The Watershed Restoration Group at Stroud Water Research Center aims to develop and implement watershed restoration programs that
- connect landowners, stakeholders, and the general public with best management practices for conserving, restoring, and protecting watersheds; and
- help provide the infrastructure on the ground for sustaining sources of clean fresh water at a local, regional, and global scale.
The Watershed Restoration Group works closely with the Center’s scientists and educators to interpret and use research findings and the findings of other scientists to develop and implement these programs.
Meet the Team
How Many Trees Does It Take to Protect a Stream?
A literature review conducted by the Stroud Center asked how wide a streamside forest buffer needs to be to protect water quality, habitat, and plant and animal life in small streams.
Subscribers to our e-news got a sneak peek at the good news and bad news months before the study was published. Sign up to get the latest news in freshwater science, education, and restoration.
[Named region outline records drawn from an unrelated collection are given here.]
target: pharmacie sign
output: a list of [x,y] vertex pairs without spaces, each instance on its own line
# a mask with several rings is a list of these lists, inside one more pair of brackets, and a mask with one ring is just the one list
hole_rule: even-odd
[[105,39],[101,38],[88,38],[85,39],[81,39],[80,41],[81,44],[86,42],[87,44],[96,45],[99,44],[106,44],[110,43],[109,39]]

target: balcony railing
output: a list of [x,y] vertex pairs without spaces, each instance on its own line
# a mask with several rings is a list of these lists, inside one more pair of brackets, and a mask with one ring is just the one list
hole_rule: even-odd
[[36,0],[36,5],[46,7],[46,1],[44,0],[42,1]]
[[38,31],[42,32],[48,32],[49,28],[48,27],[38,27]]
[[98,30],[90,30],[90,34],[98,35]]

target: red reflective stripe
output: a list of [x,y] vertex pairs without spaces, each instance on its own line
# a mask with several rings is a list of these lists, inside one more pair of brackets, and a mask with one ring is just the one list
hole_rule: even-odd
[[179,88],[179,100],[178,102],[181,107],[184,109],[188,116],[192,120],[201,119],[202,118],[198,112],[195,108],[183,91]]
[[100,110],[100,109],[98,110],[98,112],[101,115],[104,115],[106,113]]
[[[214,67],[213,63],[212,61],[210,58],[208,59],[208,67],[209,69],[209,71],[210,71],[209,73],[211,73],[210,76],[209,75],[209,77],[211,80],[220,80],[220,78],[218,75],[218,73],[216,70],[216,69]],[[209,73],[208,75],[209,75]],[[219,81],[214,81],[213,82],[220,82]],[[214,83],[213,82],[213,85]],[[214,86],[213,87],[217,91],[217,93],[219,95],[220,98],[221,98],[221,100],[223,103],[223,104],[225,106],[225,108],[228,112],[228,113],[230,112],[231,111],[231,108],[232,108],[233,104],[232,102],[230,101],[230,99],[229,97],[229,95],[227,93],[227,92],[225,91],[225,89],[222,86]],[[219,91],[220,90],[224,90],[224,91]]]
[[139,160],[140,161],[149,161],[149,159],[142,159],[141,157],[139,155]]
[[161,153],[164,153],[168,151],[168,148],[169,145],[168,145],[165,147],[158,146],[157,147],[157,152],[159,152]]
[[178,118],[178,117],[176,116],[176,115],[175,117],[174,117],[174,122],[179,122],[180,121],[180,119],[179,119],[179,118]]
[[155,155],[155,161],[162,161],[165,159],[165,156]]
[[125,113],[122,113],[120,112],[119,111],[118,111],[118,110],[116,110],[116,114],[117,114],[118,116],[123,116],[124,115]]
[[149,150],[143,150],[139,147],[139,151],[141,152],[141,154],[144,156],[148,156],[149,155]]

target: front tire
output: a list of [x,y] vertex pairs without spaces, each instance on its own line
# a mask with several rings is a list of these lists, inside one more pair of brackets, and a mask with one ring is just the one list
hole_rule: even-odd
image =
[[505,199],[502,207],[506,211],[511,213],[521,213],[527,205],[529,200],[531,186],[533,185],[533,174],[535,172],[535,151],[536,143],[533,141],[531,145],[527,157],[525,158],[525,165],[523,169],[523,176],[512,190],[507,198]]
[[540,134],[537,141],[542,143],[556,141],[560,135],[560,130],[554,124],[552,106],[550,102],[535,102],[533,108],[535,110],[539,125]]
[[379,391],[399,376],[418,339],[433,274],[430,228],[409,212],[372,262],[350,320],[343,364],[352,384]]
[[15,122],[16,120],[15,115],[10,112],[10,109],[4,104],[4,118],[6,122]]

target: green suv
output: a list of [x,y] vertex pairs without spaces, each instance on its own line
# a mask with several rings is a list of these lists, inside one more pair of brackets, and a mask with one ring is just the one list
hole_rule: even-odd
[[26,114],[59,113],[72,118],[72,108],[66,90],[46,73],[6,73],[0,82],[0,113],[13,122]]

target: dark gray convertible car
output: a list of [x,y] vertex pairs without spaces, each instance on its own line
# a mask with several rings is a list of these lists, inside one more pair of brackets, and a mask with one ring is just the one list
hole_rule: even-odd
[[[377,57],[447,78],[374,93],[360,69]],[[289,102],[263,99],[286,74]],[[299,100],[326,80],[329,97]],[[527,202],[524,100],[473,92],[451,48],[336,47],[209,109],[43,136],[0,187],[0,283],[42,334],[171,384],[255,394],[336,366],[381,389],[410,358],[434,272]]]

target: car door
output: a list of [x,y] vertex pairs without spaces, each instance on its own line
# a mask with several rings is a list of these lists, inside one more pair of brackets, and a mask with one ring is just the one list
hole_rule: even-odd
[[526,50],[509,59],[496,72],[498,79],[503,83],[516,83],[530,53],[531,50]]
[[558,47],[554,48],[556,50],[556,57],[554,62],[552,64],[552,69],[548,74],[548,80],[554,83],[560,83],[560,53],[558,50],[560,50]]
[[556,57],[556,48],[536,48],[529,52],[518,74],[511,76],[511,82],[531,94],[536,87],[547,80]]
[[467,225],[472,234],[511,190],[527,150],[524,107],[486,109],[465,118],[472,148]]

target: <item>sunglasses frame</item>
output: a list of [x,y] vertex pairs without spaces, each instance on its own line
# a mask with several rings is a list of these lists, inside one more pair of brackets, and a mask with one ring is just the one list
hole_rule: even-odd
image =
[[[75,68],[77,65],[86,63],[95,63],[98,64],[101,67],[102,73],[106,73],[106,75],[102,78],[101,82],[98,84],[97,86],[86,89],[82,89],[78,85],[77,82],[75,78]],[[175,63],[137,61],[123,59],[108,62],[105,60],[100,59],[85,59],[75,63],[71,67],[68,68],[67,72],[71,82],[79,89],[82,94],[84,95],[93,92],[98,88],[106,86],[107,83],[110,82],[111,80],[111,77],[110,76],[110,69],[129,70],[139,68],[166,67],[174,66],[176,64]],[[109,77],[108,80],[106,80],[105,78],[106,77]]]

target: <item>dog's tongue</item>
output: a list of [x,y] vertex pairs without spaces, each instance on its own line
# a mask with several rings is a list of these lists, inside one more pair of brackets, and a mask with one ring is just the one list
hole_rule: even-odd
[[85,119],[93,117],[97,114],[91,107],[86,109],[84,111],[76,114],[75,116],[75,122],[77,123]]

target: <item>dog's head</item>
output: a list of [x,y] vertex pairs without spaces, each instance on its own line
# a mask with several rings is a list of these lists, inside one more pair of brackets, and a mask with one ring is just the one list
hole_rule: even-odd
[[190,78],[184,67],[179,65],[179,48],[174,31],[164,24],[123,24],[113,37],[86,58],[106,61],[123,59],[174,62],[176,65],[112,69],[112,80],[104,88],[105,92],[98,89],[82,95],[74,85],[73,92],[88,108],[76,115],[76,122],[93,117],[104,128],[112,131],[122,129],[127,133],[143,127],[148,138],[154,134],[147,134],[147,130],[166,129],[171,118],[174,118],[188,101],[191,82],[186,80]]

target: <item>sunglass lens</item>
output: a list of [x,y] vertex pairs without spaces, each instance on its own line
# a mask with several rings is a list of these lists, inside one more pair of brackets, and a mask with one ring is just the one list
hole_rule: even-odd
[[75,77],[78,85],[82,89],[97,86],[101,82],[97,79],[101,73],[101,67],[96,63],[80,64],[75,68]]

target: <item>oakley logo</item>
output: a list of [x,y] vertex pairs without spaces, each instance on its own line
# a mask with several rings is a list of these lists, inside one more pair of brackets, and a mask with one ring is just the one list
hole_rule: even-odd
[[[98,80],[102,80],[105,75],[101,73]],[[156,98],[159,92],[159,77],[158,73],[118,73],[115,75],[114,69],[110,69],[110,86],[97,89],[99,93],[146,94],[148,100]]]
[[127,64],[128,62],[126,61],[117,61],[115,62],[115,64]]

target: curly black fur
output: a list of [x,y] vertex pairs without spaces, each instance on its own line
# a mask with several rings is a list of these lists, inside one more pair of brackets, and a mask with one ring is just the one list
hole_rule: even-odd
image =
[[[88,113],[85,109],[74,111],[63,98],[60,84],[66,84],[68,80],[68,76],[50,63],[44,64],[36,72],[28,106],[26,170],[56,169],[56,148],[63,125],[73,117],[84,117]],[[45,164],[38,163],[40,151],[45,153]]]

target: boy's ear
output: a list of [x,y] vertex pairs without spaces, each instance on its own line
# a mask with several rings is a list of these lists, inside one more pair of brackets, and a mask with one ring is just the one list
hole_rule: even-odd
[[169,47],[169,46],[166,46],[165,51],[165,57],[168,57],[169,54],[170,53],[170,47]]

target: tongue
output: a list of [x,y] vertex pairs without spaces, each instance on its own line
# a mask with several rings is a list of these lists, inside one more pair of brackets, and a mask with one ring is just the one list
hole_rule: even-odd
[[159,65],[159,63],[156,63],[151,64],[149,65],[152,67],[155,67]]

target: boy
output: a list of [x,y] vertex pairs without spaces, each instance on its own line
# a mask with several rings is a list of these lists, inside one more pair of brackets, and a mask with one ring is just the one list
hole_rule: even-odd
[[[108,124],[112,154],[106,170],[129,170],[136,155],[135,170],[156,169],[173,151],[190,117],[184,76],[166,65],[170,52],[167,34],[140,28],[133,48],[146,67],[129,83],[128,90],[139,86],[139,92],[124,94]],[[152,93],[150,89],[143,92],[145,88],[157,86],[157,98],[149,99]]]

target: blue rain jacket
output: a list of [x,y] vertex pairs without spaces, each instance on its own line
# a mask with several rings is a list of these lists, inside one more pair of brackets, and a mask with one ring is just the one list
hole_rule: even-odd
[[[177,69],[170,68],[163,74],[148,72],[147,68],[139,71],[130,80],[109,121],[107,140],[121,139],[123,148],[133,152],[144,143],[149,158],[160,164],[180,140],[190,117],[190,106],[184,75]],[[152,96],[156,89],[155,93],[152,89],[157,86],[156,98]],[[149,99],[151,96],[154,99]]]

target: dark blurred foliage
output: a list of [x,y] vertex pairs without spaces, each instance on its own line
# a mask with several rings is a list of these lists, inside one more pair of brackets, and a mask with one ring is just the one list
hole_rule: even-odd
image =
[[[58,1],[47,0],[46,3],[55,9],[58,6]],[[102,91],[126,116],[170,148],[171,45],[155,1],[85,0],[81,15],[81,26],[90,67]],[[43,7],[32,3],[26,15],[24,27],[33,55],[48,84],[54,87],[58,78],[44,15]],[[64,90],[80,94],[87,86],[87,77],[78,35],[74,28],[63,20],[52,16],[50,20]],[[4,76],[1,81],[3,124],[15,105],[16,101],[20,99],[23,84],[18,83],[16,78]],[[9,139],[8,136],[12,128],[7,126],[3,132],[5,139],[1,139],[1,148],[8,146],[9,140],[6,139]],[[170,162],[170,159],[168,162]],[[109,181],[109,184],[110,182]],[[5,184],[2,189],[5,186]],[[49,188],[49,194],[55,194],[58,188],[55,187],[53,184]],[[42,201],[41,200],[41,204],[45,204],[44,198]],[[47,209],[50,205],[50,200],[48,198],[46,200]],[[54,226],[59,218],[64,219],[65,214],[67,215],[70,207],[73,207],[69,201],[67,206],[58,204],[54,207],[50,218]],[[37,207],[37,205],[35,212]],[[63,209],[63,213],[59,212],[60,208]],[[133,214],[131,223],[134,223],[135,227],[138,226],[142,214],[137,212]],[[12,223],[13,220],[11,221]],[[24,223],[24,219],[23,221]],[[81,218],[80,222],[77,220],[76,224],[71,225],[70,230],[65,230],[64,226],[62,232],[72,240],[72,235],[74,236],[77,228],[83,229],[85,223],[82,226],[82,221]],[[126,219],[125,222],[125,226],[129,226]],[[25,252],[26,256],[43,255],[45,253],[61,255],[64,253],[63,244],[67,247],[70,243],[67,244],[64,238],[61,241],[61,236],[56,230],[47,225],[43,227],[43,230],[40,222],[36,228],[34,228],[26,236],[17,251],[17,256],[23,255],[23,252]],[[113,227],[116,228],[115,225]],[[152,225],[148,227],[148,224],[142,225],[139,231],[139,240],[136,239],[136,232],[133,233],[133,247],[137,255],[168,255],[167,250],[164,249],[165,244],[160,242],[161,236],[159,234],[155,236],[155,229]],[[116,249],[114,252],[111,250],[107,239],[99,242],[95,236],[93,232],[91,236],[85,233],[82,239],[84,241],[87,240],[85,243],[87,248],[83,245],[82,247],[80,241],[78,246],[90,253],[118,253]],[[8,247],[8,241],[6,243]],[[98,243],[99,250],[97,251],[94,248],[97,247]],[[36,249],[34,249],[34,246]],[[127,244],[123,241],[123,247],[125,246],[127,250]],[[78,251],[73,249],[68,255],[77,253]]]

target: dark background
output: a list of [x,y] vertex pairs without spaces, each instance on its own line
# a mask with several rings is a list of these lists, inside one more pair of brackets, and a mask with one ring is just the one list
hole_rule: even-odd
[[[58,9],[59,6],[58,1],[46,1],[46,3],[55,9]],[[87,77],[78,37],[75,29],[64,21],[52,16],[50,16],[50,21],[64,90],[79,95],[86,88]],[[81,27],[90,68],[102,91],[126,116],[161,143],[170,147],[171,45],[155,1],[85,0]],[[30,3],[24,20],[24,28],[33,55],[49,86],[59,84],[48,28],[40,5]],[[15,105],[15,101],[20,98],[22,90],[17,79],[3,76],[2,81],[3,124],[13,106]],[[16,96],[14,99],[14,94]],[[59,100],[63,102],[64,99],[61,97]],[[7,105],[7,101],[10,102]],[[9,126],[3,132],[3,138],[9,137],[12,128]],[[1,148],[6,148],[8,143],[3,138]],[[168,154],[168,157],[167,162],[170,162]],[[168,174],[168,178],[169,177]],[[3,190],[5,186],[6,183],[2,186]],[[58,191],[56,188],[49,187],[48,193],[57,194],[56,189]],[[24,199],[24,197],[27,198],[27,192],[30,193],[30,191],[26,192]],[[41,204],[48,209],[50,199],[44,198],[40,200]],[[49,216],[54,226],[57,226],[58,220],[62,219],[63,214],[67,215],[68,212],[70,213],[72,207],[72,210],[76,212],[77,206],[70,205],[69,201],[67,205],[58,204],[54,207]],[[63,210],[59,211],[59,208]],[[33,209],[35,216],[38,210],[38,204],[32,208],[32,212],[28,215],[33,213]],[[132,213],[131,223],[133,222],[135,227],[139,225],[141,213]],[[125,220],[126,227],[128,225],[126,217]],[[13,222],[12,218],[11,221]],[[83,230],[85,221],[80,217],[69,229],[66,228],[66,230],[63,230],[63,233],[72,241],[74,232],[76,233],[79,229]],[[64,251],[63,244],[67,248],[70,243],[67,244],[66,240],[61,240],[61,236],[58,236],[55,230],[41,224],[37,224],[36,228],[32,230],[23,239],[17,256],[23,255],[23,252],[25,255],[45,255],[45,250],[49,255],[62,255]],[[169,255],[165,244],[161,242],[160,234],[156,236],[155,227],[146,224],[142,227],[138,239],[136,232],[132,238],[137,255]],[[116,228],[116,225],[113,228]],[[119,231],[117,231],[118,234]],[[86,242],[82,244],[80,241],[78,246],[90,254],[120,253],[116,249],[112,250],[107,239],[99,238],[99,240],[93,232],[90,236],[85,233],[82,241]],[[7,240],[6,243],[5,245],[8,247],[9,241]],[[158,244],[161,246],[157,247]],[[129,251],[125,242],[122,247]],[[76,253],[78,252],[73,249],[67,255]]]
Stroud Farm Stewardship Program
“Raising the bar” is the hallmark of this program, designed to provide financial and technical assistance to enable farmers to install conservation measures to protect water quality. In order to receive resources, participating farmers are asked to meet a high bar for conservation that includes:
- developing a current conservation plan to guide conservation efforts on the farm,
- addressing any runoff issues from barnyards or other animal concentration areas,
- complying with all state agricultural conservation regulations, and
- installing forested buffers at least 35-feet wide that exclude any livestock from streams.
Current funding also enables farmers to receive a voluntary assessment of their ability to generate tradable nutrient credits. Nutrient trading holds the potential to use market forces to secure cost-effective water quality improvements to meet society’s needs for clean water.
Low-Cost Methods for Buffer Plantings
This project helps develop methods for streamside reforestation with potential to be more effective at lower cost than current methods. Regional plans to restore watersheds rely heavily on forested buffers.
Current methods relying on tree shelters have some limitations and are rather expensive. This project develops and assesses alternative methods including natural regeneration, direct seeding, and use of live stakes (i.e., stem sections of species able to root and grow into new trees and shrubs).